Reporter: Pratama Guitarra | Editor: Yudho Winarto
JAKARTA. Pemerintah akan fokus untuk mengoptimalkan pasokan batubara bagi Pembangkit Listrik Tenaga Uap (PLTU) dari batubara. Kementerian Energi Dan Sumber Daya Mineral (ESDM) memprediksi kebutuhan listrik setiap tahunnya akan terus mengalami peningkatan seiring dengan pertumbuhan ekonomi Indonesia.
Direktur Jenderal Kelistrikan ESDM Jarman mengatakan, kebutuhan listrik sampai di tahun 2022 bakal meningkat signifikan sehingga perlu menambah kapasitas mencapai 59.000 mega watt (MW). "Kebutuhan listrik kita sesuai Rencana Usaha Penyediaan Tenaga Listrik (RUPTL) PT PLN (Persero) dari 2012-2022 itu mencapai 59.000 MW. Kami akan fokus pada pengembangan batubara bagi PLTU," kata Jarman, Kamis (4/9).
Menurut Jarman, Indonesia memiliki banyak cadangan pasokan batubara sehingga lebih layak diperhitungkan untuk dipergunakan.“Kedepan, diperkirakan, hingga 10 tahun kedepan, batubara akan tetap menjadi pemasok utama bahan bakar pembangkit di Asia Tenggara,” terangnya.
Dia mengatakan, ada tiga faktor yang harus diperhatikan dalam pemakaian batubara. Yakni, pertama masalah sekuriti pasokan batubara, kedua, keekonomian dan ketiga lingkungan. “Faktor lingkungan itu harus diperhatikan, jangan membakar batubara saja tapi environmentalnya tidak terpenuh, karena kita tahu batubara itu menghasilkan emisi yang cukup besar, karena itulah perlu dicari teknologi yang dapat memenuhi tiga kriteria tadi,” tuturnya.
Selain itu, Pemerintah telah mengeluarkan kebijakan Domestic Market Obligation (DMO) untuk batubara dan diharapkan dapat berjalan sesuai dengan apa yang direncanakan sehingga dapat memenuhi kebutuhan terutama untuk pembangkit tenaga listrik. “Bila penggunaan batubara saat ini baru sekitar 50%, diharapkan pada tahun 2020 batubara dapat menyumbang 63% dari bauran energi nasional untuk sub sektor kelistrikan,” tandasnya.

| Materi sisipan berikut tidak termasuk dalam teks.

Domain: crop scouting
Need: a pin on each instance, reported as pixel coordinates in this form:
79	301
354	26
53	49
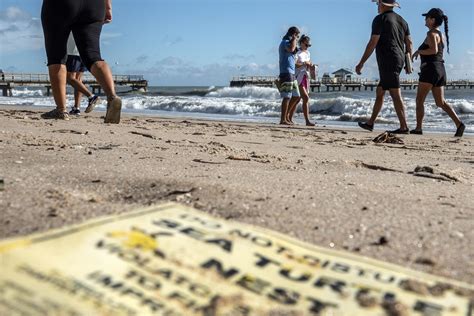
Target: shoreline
380	127
330	186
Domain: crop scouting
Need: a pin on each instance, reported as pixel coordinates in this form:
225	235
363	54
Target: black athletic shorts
83	17
433	73
74	64
389	79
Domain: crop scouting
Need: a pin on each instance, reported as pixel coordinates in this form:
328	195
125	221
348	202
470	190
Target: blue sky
206	42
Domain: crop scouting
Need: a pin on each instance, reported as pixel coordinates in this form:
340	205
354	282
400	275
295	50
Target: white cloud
19	31
171	41
176	71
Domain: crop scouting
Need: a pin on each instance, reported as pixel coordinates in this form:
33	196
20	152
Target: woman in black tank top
432	70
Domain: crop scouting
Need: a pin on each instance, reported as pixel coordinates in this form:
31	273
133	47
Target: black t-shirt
390	49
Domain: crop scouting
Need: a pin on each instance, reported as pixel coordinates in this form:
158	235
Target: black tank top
435	57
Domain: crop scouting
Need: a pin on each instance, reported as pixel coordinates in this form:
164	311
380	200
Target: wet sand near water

Disamping itu, Direktur Utama PLN (Persero) Nur Pamudji mengatakan, 51% tenaga terbesar listrik dihasilkan oleh batubara. Untuk lima tahun ke depan, penggunaan batubara akan meningkat menjadi 61%. “Untuk masalah kerusakan lingkungan hidup, penambangannya kan ada aturan yang harus dijalankan, agar dampak dari penambangan diminimalkan,” terangnya.
Tapi kini yang menjadi sorotan menyangkut batubara menjadi energi yang bersih dan ramh lingkungan. “Batubara sendiri bisa menggunakan teknologi yang bersih, contohnya memakai Carbon Capture Storage (CCS) atau teknologi batubara bersih lain,” jelasnya.
Namun, menggunakan teknologi tersebut kata Nur Pamudji, konsekuensinya harga akan lebih mahal. Maka dari itu, menjual energi dengan biaya mahal atau toleransi harga energi beremisi sampai ke satu tingkat mampu menjadi lebih bersih. “Saya lebih memilih ini karna langkah ini juga ditempuh oleh negara Eropa dan Amerika Serikat, Jepang serta China,” tandasnya. Saat ini kebutuhan batubara untuk pembangkit tenaga listrik mencapai 60 juta ton per tahun.